Qui veut acheter le code génétique de 14 millions de personnes vivant en Occident ? La société de séquençage ADN 23andMe a déposé une demande de protection contre la faillite et est maintenant à vendre. Les utilisateurs sont désormais conseillés de supprimer leurs comptes, bien que pour beaucoup, ce conseil arrive sans doute trop tard. Mais la véritable préoccupation en matière de confidentialité devrait être d’ordre géopolitique. Dans ce contexte, la vente potentielle de millions de séquences ADN, dont la plupart sont américaines, pourrait aiguiser un débat croissant dans l’industrie technologique américaine sur les loyautés nationales que la Silicon Valley devrait adopter, le cas échéant.
Fondée en 2006 par Anne Wojcicki et deux partenaires, 23andMe offre aux consommateurs la possibilité d’envoyer un échantillon de salive pour séquençage et de recevoir un rapport sur leur ascendance et des informations de santé. Malgré des endorsements de célébrités et une valorisation de 6 milliards de dollars après son introduction en bourse en 2021, la société n’a jamais réalisé de bénéfice et cherche maintenant un acheteur.
Alors, que va-t-il se passer pour ses bases de données ? 23andMe a toujours souligné sa fiabilité en matière de protection des données. Mais lorsqu’elle est devenue publique, des experts en confidentialité ont exprimé des inquiétudes concernant l’augmentation du nombre d’actionnaires ayant des intérêts potentiels à modifier les règles de confidentialité de l’entreprise pour accéder à ses données. Le mois dernier, le média d’investigation O’Keefe Media Group a publié une conversation vidéo avec un conseiller du Trésor américain, qui a averti que l’entreprise partage ses données avec des sociétés actionnaires, dont certaines sont — selon lui — détenues par les gouvernements russe ou chinois.
Même si cela reste de la spéculation, la politique de données de l’entreprise indique qu’en cas de vente ou de faillite, les données des clients sont un actif vendable. Le procureur général de Californie a maintenant conseillé à quiconque ayant utilisé le service de supprimer son compte et ses données, et, si son échantillon de salive était stocké, de demander sa destruction avant que l’entreprise ne soit vendue. Mais environ 80% des utilisateurs de 23andMe ont déjà consenti à ce que leur ADN soit utilisé dans la recherche. Et comme l’a noté un journaliste après avoir utilisé le service, les utilisateurs ayant donné ce consentement ne peuvent pas le révoquer par la suite. Bien que l’entreprise ait promis que les données pour la recherche médicale n’étaient mises à disposition qu’en forme anonymisée, il est difficile de dire si cela restera le cas. En tant qu’entreprise orientée vers le consommateur, 23andMe a misé sur sa fiabilité. Si son acheteur commence à traiter avec des entreprises plutôt qu’avec des particuliers, tous les incitatifs en matière de confidentialité seront inversés, le jeu de données devenant plus précieux à mesure que moins de confidentialité est accordée aux individus dont les données sont contenues.
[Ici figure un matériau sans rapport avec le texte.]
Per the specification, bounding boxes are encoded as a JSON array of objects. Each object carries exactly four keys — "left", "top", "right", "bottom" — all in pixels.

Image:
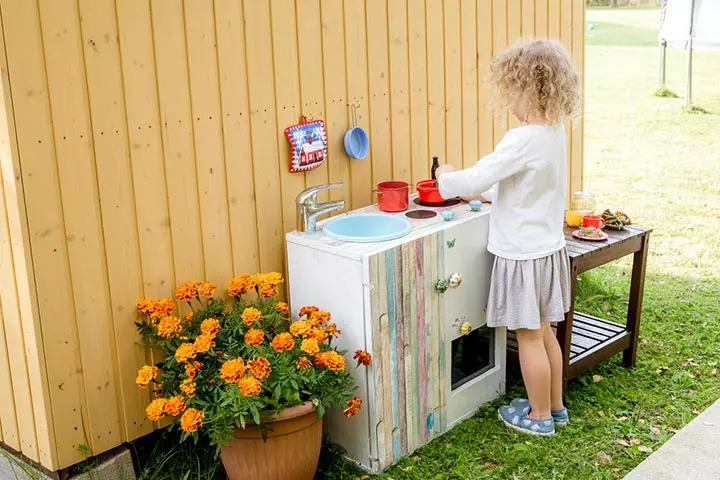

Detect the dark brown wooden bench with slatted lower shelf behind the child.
[{"left": 508, "top": 225, "right": 651, "bottom": 390}]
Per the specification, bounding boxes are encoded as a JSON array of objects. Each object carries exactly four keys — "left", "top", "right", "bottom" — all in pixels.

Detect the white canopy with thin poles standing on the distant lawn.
[{"left": 658, "top": 0, "right": 720, "bottom": 107}]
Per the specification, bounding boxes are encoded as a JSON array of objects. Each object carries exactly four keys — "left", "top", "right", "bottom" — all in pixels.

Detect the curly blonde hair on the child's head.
[{"left": 490, "top": 40, "right": 581, "bottom": 125}]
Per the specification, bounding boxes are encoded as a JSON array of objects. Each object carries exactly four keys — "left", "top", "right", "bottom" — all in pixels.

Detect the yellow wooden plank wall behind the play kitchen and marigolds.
[{"left": 0, "top": 0, "right": 584, "bottom": 470}]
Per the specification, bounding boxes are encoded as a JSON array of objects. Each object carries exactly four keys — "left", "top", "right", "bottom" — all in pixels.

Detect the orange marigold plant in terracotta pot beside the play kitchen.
[{"left": 136, "top": 273, "right": 371, "bottom": 480}]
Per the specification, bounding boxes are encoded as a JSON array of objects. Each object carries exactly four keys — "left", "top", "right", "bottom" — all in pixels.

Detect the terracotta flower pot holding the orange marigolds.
[{"left": 220, "top": 402, "right": 322, "bottom": 480}]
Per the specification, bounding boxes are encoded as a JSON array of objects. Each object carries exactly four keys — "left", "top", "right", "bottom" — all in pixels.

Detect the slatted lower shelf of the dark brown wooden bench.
[{"left": 507, "top": 312, "right": 632, "bottom": 379}]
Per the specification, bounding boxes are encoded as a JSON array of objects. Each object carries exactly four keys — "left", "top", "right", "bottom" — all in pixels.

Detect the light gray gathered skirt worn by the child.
[{"left": 487, "top": 248, "right": 570, "bottom": 330}]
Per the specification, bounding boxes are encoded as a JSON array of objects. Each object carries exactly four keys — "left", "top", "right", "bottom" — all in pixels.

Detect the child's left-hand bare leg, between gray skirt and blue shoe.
[{"left": 516, "top": 329, "right": 551, "bottom": 420}]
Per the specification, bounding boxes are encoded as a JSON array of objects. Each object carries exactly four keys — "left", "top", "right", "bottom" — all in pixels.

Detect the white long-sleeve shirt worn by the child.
[{"left": 438, "top": 124, "right": 567, "bottom": 260}]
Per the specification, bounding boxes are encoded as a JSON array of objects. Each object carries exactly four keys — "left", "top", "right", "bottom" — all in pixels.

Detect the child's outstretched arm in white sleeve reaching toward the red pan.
[{"left": 437, "top": 130, "right": 528, "bottom": 201}]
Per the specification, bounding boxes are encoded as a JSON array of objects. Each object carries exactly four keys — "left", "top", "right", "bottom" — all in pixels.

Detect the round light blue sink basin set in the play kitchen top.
[{"left": 323, "top": 213, "right": 412, "bottom": 243}]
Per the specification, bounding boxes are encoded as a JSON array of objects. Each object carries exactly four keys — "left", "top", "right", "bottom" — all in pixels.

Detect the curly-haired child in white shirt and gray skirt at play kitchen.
[{"left": 436, "top": 40, "right": 580, "bottom": 436}]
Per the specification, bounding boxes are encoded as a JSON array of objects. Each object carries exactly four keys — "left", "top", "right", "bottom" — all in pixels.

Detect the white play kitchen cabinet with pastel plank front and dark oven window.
[{"left": 288, "top": 205, "right": 505, "bottom": 472}]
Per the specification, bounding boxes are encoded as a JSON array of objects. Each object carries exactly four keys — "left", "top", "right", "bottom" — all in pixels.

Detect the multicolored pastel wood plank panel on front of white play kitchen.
[{"left": 370, "top": 233, "right": 449, "bottom": 469}]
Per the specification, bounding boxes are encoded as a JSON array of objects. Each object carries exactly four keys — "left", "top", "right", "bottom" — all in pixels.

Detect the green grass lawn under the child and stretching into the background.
[{"left": 135, "top": 9, "right": 720, "bottom": 480}]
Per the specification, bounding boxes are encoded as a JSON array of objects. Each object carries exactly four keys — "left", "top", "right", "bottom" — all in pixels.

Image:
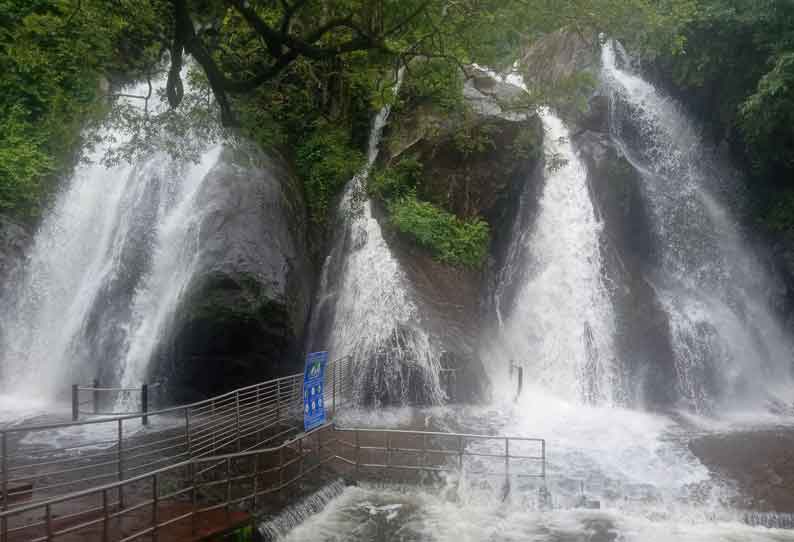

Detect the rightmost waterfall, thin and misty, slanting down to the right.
[{"left": 602, "top": 42, "right": 791, "bottom": 410}]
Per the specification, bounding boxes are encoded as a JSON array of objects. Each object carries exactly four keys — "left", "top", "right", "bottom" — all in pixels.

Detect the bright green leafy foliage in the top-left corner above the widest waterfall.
[{"left": 0, "top": 0, "right": 167, "bottom": 220}]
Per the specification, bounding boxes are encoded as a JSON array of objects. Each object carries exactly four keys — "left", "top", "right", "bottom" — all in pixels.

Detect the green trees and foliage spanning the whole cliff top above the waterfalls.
[{"left": 0, "top": 0, "right": 794, "bottom": 249}]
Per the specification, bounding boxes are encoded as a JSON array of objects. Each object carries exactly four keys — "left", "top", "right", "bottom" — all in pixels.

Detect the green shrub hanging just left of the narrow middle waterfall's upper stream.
[{"left": 295, "top": 123, "right": 364, "bottom": 226}]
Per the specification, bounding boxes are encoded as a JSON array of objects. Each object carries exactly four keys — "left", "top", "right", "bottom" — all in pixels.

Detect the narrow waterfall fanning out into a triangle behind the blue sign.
[{"left": 310, "top": 72, "right": 444, "bottom": 404}]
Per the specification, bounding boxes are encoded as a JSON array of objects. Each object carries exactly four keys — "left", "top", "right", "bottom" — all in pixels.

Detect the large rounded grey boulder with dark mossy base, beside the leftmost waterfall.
[{"left": 153, "top": 148, "right": 313, "bottom": 399}]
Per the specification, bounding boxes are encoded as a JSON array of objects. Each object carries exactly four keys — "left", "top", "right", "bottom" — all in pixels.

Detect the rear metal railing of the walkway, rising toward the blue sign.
[{"left": 0, "top": 358, "right": 352, "bottom": 510}]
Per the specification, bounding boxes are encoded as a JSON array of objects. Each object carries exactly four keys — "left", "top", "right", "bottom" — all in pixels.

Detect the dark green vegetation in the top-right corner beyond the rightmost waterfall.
[{"left": 645, "top": 0, "right": 794, "bottom": 231}]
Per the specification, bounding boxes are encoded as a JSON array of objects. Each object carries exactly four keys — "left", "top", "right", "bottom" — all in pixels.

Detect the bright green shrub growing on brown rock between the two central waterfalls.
[{"left": 389, "top": 198, "right": 490, "bottom": 268}]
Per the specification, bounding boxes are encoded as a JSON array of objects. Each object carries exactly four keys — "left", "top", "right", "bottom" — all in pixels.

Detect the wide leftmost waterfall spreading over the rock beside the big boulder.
[{"left": 0, "top": 76, "right": 220, "bottom": 408}]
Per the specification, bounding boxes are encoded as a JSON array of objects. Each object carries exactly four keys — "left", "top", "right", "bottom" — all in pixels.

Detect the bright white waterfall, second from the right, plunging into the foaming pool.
[{"left": 494, "top": 111, "right": 622, "bottom": 404}]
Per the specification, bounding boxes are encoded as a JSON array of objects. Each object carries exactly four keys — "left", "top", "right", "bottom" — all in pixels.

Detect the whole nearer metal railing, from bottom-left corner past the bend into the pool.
[{"left": 0, "top": 424, "right": 546, "bottom": 542}]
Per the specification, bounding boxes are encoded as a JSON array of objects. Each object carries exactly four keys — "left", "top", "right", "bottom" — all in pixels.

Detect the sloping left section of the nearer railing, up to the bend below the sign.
[{"left": 0, "top": 424, "right": 336, "bottom": 542}]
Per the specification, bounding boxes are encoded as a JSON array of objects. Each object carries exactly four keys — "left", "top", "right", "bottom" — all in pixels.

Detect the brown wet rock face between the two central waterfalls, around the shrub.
[{"left": 375, "top": 72, "right": 543, "bottom": 402}]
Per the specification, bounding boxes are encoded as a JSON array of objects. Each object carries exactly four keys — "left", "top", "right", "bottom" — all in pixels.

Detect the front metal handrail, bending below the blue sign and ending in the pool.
[{"left": 0, "top": 422, "right": 546, "bottom": 541}]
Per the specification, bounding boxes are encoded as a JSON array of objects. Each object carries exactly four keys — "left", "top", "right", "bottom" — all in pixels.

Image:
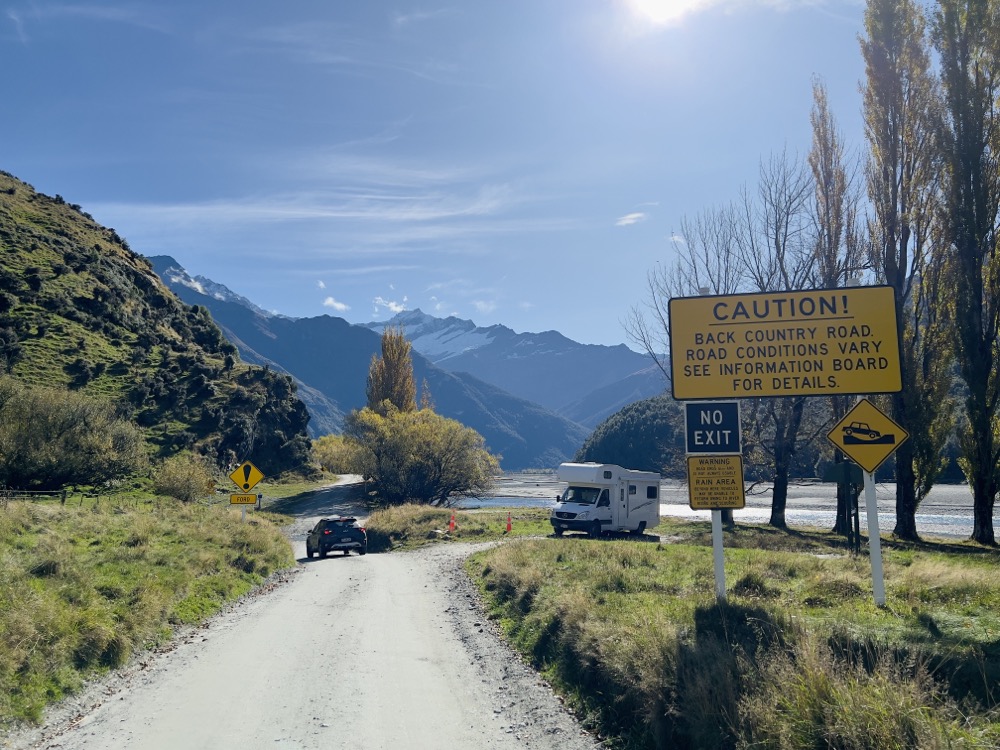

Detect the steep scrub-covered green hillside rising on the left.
[{"left": 0, "top": 172, "right": 309, "bottom": 476}]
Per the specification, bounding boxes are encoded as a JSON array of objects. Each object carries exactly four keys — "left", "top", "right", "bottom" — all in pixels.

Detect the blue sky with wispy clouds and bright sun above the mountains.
[{"left": 0, "top": 0, "right": 864, "bottom": 344}]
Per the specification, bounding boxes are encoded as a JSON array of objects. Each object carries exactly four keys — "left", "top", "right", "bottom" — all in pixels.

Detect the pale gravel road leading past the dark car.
[{"left": 0, "top": 487, "right": 597, "bottom": 750}]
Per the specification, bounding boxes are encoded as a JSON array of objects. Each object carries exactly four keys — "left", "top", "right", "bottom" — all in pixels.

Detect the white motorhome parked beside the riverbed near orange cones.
[{"left": 549, "top": 463, "right": 660, "bottom": 537}]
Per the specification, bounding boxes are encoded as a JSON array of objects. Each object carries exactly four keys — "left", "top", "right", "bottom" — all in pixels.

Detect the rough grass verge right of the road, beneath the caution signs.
[{"left": 467, "top": 521, "right": 1000, "bottom": 750}]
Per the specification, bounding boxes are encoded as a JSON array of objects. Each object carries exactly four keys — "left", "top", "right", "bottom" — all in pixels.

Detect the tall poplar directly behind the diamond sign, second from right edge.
[{"left": 861, "top": 0, "right": 953, "bottom": 541}]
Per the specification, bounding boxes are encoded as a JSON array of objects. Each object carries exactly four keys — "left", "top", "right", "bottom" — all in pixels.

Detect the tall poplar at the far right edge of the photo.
[{"left": 931, "top": 0, "right": 1000, "bottom": 545}]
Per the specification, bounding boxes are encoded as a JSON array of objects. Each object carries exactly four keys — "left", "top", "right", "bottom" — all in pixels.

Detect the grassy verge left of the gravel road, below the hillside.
[{"left": 0, "top": 501, "right": 294, "bottom": 725}]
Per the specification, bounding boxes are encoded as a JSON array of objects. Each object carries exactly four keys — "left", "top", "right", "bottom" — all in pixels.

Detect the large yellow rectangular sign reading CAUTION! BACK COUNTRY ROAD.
[{"left": 669, "top": 286, "right": 903, "bottom": 401}]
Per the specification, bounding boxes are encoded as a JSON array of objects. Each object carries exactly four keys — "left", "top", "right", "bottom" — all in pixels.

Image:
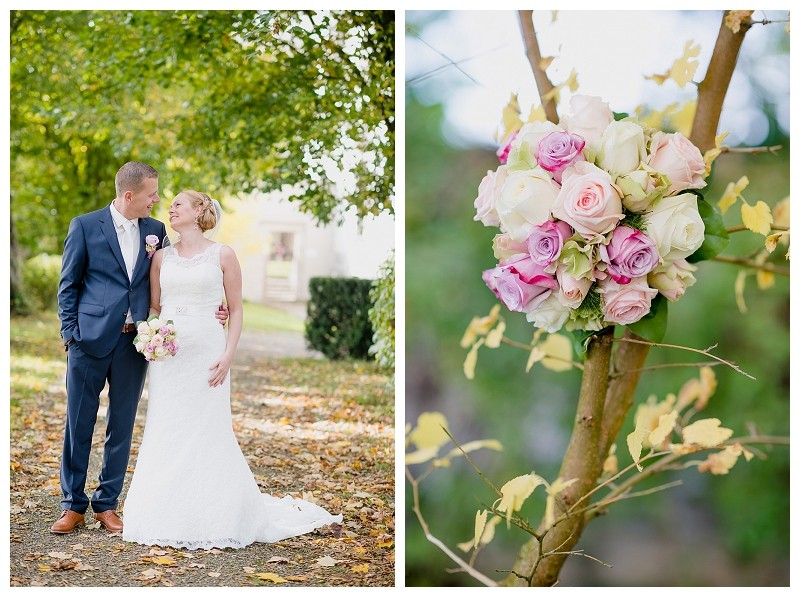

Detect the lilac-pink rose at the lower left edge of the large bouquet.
[{"left": 483, "top": 255, "right": 558, "bottom": 312}]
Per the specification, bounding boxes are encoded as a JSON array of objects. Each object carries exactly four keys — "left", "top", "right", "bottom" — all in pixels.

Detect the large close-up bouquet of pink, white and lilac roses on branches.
[{"left": 475, "top": 95, "right": 713, "bottom": 333}]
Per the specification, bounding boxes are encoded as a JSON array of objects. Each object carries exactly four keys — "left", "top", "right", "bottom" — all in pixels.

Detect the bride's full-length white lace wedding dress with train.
[{"left": 122, "top": 243, "right": 342, "bottom": 549}]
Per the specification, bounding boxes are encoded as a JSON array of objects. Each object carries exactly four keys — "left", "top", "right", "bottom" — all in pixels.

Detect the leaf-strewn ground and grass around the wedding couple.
[{"left": 10, "top": 316, "right": 395, "bottom": 587}]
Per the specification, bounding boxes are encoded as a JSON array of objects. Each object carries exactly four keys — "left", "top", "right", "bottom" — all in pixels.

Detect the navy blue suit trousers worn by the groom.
[{"left": 61, "top": 331, "right": 147, "bottom": 514}]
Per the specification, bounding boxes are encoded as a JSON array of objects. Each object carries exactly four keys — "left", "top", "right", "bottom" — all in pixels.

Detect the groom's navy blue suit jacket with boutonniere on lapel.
[{"left": 58, "top": 206, "right": 169, "bottom": 357}]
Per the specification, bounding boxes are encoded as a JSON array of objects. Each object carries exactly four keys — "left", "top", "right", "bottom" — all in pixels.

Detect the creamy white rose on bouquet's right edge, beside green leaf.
[{"left": 644, "top": 193, "right": 706, "bottom": 261}]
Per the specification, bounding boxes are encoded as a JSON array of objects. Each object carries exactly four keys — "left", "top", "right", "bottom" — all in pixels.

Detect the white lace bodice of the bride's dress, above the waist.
[{"left": 160, "top": 243, "right": 223, "bottom": 308}]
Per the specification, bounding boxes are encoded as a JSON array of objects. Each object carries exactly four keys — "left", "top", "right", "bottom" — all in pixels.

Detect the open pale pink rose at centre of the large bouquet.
[{"left": 553, "top": 162, "right": 625, "bottom": 240}]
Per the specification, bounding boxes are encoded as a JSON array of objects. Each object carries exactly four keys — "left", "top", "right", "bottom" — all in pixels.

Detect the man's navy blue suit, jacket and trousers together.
[{"left": 58, "top": 206, "right": 169, "bottom": 513}]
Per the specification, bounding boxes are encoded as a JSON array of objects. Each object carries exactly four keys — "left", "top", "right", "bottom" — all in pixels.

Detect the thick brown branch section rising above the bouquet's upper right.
[{"left": 690, "top": 11, "right": 753, "bottom": 152}]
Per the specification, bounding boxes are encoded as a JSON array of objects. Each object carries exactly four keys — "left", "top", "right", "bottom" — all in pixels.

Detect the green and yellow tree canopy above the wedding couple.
[{"left": 10, "top": 10, "right": 395, "bottom": 252}]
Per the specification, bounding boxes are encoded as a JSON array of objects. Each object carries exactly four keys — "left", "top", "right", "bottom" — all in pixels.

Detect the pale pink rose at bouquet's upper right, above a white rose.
[{"left": 647, "top": 131, "right": 706, "bottom": 195}]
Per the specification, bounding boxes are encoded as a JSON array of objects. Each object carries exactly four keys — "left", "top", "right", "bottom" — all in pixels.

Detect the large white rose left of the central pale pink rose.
[{"left": 495, "top": 167, "right": 558, "bottom": 242}]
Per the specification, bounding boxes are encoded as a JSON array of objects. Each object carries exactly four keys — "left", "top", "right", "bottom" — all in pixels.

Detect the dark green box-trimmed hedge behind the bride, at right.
[{"left": 305, "top": 277, "right": 373, "bottom": 360}]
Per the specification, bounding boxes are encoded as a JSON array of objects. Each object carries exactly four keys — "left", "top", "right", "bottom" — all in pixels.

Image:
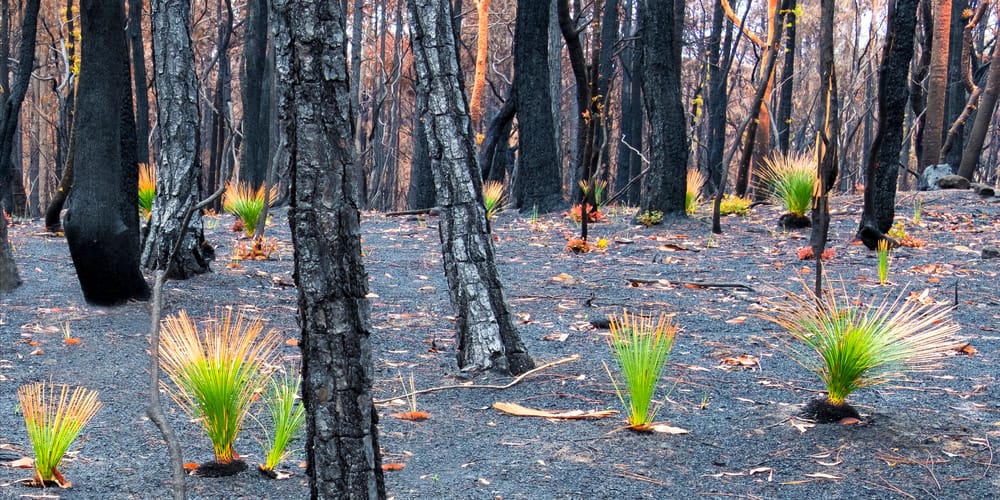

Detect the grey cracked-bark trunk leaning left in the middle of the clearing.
[{"left": 407, "top": 0, "right": 536, "bottom": 374}]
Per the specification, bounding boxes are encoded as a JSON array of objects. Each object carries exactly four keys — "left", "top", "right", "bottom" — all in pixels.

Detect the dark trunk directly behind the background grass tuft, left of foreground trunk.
[{"left": 240, "top": 0, "right": 271, "bottom": 189}]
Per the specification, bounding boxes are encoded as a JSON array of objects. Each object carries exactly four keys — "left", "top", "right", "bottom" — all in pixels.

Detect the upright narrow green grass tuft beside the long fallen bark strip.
[{"left": 604, "top": 310, "right": 677, "bottom": 430}]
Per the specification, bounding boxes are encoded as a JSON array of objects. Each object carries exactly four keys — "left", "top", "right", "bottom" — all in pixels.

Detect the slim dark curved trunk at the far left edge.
[{"left": 0, "top": 0, "right": 40, "bottom": 213}]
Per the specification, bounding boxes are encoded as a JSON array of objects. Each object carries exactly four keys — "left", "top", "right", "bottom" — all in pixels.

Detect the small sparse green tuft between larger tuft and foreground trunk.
[{"left": 262, "top": 373, "right": 306, "bottom": 471}]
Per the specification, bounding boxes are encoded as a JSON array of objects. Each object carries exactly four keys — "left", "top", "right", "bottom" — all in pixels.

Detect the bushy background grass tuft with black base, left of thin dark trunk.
[{"left": 760, "top": 153, "right": 816, "bottom": 217}]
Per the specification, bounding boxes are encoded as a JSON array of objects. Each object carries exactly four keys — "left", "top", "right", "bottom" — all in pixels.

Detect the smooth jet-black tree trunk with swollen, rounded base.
[{"left": 64, "top": 0, "right": 149, "bottom": 305}]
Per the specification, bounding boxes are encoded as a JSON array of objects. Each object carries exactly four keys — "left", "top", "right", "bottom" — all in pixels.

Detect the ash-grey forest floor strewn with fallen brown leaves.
[{"left": 0, "top": 191, "right": 1000, "bottom": 499}]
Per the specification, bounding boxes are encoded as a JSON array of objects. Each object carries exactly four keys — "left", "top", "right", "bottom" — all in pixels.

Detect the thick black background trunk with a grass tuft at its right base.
[{"left": 639, "top": 0, "right": 688, "bottom": 215}]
Mais que se passe-t-il si la véritable préoccupation n’est pas la confidentialité individuelle mais la sécurité nationale ? Car bien que nous soyons sûrement bien engagés dans l’ère du Big Data et de la biotechnologie, chaque jour apporte également un nouveau titre soulignant le fait que cela se produit en tandem avec un retour à la politique des grandes puissances. En fonction de ses expéditions, 23andMe sert, en essence, des consommateurs riches et curieux de technologie en Occident : l’Amérique et ses alliés. Il n’est pas difficile d’imaginer un régime hostile acquérant sa base de données avec des intentions malveillantes, telles que le développement d’armes biologiques.
Dans son nouveau livre The Technological Republic, le PDG de Palantir, Alex Karp critique ce qu’il considère comme une vision naïvement universaliste dans l’industrie technologique américaine, comme si la paix mondiale et le commerce transnational étaient d’une certaine manière garantis, pour toujours. Karp n’est pas d’accord, soutenant plutôt que l’industrie technologique américaine doit abandonner son dégoût pour la défense et se recentrer d’urgence sur l’intérêt national.
23andMe était-elle un exemple d’un tel universalisme naïf ? Sans doute Wojcicki n’a-t-elle jamais pensé à l’ensemble de données de 23andMe en termes commerciaux, gagnant-gagnant : une source de bénéfices pour tous, que ce soit par la recherche, des soins de santé personnalisés ou un profit personnel. Une politique hostile exploitant une base de données contenant des millions de génomes américains complets à des fins militaires encore inimaginables aurait semblé de la science-fiction il y a seulement quelques années. Mais si Karp a raison, cela ne semble plus si farfelu. Peut-être que les vraies questions pour tout acheteur potentiel de 23andMe ne devraient pas concerner les intentions commerciales, mais les loyautés nationales.